Faworyt nie zawiódł – lider światowej listy był głównym kandydatem do wygranej w Turynie, szczególnie wobec lekkich problemów zdrowotnych Carlosa Alcaraza i nieobecności ubiegłorocznego i siedmiokrotnego zwycięzcy imprezy, Novaka Djokovicia. Koniec końców Alcaraz odpadł już w fazie grupowej, a Sinner przeszedł przez nią suchą stopą. Wydawało się, że jedynym graczem, który może mu zagrozić w stolicy Piemontu będzie Alexander Zverev. „Sasza” również wygrał wszystkie trzy grupowe mecze, prezentując znakomity tenis. Jednak Niemiec nie wytrzymał w półfinale – poległ z Fritzem w trzech setach, z których ostatni rozstrzygał się w tie-breaku. Parę godzin później Sinner łatwo rozprawił się z Casperem Ruudem, pokonując Norwega 6:1; 6:2. To był brutalny pokaz mocy, choć akurat Fritz takiego pokazu nie potrzebował – aktualnie możliwości Sinnera poznał we wtorek podczas grupowego meczu obu panów. Włoch wygrał 6:4; 6:4.

Nic więc dziwnego, że w finale również był faworytem, choć statystyki niekoniecznie przemawiały za nim. Gdy w turnieju ATP Finals w finale dochodziło do rewanżu za fazę grupową, statystycznie częściej wygrywał ten, który pierwszy mecz przegrał. Tym razem tak się jednak nie stało – Fritz nie rozegrał złego meczu i warto, by to wybrzmiało. Amerykanin robił co mógł – grał na pełnej intensywności i ryzyku. Ale to i tak było za mało na Sinnera. Lider rankingu znów wygrał 6:4; 6:4, choć przebieg meczu był nieco inny i przełamania następowały ciut wcześniej niż we wtorek. Zbieżne było jednak to, że tenisista z San Candido sam ani razu nie dał się przełamać.

Finalnie wygrał więc pięć meczów w siedem dni i nie przegrał żadnego seta. Swoje podanie stracił dwa razy w meczach grupowych – raz z Alexem De Minaurem i raz z Daniłem Miedwiediewem. – To był tydzień gry na bardzo wysokim poziomie, jeden z najbardziej wyjątkowych w mojej karierze – mówił po meczu Sinner. – Starałem się zrozumieć i dostosować do nawierzchni, która oczywiście się zużywała wraz z kolejnymi meczami – dodał Włoch, którego zwycięstwo było wielką radością dla miejscowej publiczności. Gdy turniej ATP Finals przenosił się kilka lat temu z Londynu do Turynu, raczej mało kto przypuszczał, że niebawem jego zwycięzcą będzie Włoch. Rozwój Sinnera jest jednak niesamowity i dziś męski tenis należy do niego. Może nie wyłącznie, bo jest przecież Alcaraz i wciąż nieschodzący z największej sceny Djoković, ale ten ostatni prędzej czy później będzie musiał spasować, a 14 lat młodszy Włoch powinien błyszczeć jeszcze przez dekadę albo dłużej.

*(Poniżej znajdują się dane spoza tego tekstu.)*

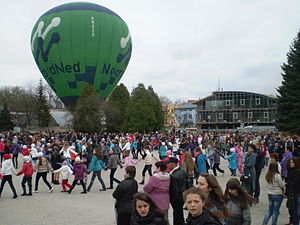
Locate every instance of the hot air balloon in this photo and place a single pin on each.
(78, 43)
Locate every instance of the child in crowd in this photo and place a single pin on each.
(65, 172)
(27, 170)
(7, 170)
(233, 165)
(78, 171)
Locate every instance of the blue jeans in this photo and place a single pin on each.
(274, 206)
(297, 210)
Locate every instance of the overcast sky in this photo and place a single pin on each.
(180, 48)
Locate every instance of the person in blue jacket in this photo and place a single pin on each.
(96, 166)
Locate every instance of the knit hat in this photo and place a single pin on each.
(77, 159)
(26, 158)
(6, 156)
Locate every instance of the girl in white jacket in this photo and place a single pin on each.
(65, 173)
(7, 170)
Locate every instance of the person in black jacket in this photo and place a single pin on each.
(146, 212)
(124, 196)
(195, 200)
(177, 187)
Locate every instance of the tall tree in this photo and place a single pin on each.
(6, 123)
(117, 103)
(157, 108)
(89, 114)
(142, 113)
(288, 104)
(42, 106)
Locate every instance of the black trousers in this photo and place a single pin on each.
(7, 178)
(178, 218)
(37, 178)
(149, 168)
(112, 177)
(74, 184)
(216, 167)
(124, 218)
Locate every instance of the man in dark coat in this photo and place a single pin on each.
(177, 187)
(124, 196)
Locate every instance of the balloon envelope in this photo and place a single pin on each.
(78, 43)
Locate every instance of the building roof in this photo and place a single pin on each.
(187, 106)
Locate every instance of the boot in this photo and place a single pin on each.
(24, 191)
(30, 191)
(143, 181)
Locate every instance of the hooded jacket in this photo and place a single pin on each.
(64, 171)
(150, 219)
(79, 170)
(27, 169)
(158, 189)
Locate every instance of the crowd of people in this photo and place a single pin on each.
(184, 177)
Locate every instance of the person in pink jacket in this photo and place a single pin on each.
(158, 188)
(240, 158)
(128, 161)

Wygrana w ATP Finals z kompletem zwycięstw dała Sinnerowi nie tylko blask chwały i przejście do annałów światowego tenisa, ale również bardzo wymierne korzyści finansowe – Włoch zainkasował blisko 5 mln dolarów.

Fritz porażkę przyjął bardzo spokojnie. W pomeczowych wypowiedział chwalił Sinnera i był pod wrażeniem jego gry w ATP Finals. Jednocześnie dodał, że dla niego to duża lekcja, ale i radość. Uznał finał za dobry występ i dodał, że celem na ten sezon było dla niego miejsce w TOP 5 rankingu ATP na koniec. Ten cel udało się zrealizować.

W kontekście sezonu 2024 i jego najważniejszych rozstrzygnięć, arcyciekawie zapowiada się już sezon 2025. Ale póki co za kilka start Pucharu Davisa, a więc kolejna dawka emocji z udziałem mężczyzn.